Do the Goblins have any excellent loot on them once they are killed?

The loot on a Goblin can be called “Standard” loot, meaning a player who decides to loot their body could find a variety of things, From small amounts of gold pieces to small weapons like daggers and small shields on their bodies. The chance of something on the body of a Goblin being a magical item is pretty rare unless the dead Goblin was one of a high rank within the Goblin hierarchy.

What would be the best environment for a large group of Goblins to be placed within?

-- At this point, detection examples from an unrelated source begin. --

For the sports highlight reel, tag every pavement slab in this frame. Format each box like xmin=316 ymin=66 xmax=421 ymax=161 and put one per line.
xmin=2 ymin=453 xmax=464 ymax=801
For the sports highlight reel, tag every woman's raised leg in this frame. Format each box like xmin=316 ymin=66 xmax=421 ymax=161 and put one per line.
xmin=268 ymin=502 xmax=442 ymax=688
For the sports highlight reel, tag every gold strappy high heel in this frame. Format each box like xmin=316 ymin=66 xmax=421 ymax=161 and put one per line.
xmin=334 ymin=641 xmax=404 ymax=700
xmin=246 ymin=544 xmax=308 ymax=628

The best environment for them, as described in their Stat Block, would be Temperate Plains, though they could mainly end up anywhere. Another good place for them could be a cave system, as Goblins would probably want to use the many different tunnels and pathways that could naturally form in cave systems to their advantage when they are under attack.

Does the Goblin have any major Features?

Outside of what has been described throughout this entire Article, the Goblin only has one prominent feature; Alertness. Alertness gives the Goblin a +2 bonus to any Listen and Spot checks, with further helps these creatures be good scouts and/or lookouts for more dangerous creatures that would be out there.